# Intranet erstellen, aber wie und womit



## Bizkit (5. Oktober 2006)

Hallo zusammen,

ich möchte/muss ein Intranet erstellen.
Es besteht bisher aus Word, Excel und PDF Dokumenten. Diese sind untereinander Verknüpft, so das sich eine kette bildet und ich diese Kette durch verschiedene Dokumente durchlaufen kann.
Bisher habe ich es so gemacht, das die Word und Excel Dokumente in das HTML Format umgewandelt habe und dann wie eine Internetseite auf den Server in meine Firma gespeichert habe. Nur leider ist die Umwandlung ins HTML Format mit viel Arbeit verbunden.

Frage: Gibt eine eine bessere Lösung dafür?

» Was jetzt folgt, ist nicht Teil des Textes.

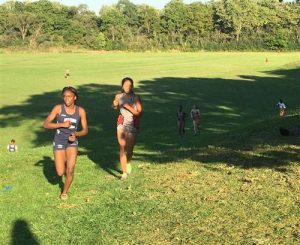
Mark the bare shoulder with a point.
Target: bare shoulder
(81, 110)
(137, 97)
(57, 109)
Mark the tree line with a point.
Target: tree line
(215, 25)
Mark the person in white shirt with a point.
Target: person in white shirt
(12, 147)
(195, 115)
(281, 107)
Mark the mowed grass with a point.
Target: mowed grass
(237, 182)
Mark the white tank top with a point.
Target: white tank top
(128, 116)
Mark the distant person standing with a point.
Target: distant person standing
(181, 115)
(281, 107)
(12, 146)
(195, 115)
(65, 145)
(67, 73)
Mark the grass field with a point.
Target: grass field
(237, 182)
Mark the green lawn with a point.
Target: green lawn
(238, 182)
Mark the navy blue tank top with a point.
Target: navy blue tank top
(64, 133)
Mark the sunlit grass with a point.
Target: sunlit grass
(235, 183)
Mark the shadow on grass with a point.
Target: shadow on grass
(21, 234)
(238, 116)
(49, 171)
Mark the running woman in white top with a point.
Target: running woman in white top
(281, 107)
(128, 123)
(195, 115)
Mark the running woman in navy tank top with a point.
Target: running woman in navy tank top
(65, 144)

Hoffe auf viele Antworten.

Gruß Simon


----------



## Navy (5. Oktober 2006)

Du möchtest was genau?

Einen interne Firmenpage mit Dokumentenaustausch?
Ein interne Dateninfrastuktur aufbauen?
Dokumente für jeden zugänglich machen?
Dokumente dynamisch erstellen?

Deine Problemstellung ist recht vage...


----------



## Bizkit (5. Oktober 2006)

Ich möchte am liebsten aus den Dokumenten (da diese einmal vorhanden sind) eine firmeninterne Internetseite erstellen. Wo man schnell und kompfotabel Daten ändern kann.

Ich möchte am liebsten auch nicht auf die Designelement von Word und Excel nicht verzichten. Da ich z.B. in den Excel Dokumenten oft eine Art Ablaufdiegramm darstelle (so in der Art mit Wenn Ja zutrifft, dann folge dem Pfeil, und wenn Nein dann folge diesem Pfeil).

Gruß Simon


----------



## Navy (5. Oktober 2006)

http://www.heise.de/ct/06/20/096/default.shtml


----------



## Bizkit (6. Oktober 2006)

Die Leute sollen ja nicht miteinander an den Dokumenten arbeiten, sondern sollen die Dokumente nur betragchten, bzw. sich auf den Desktop laden und dort eventuell bearbeiten und dann für die Projekte speichern.


----------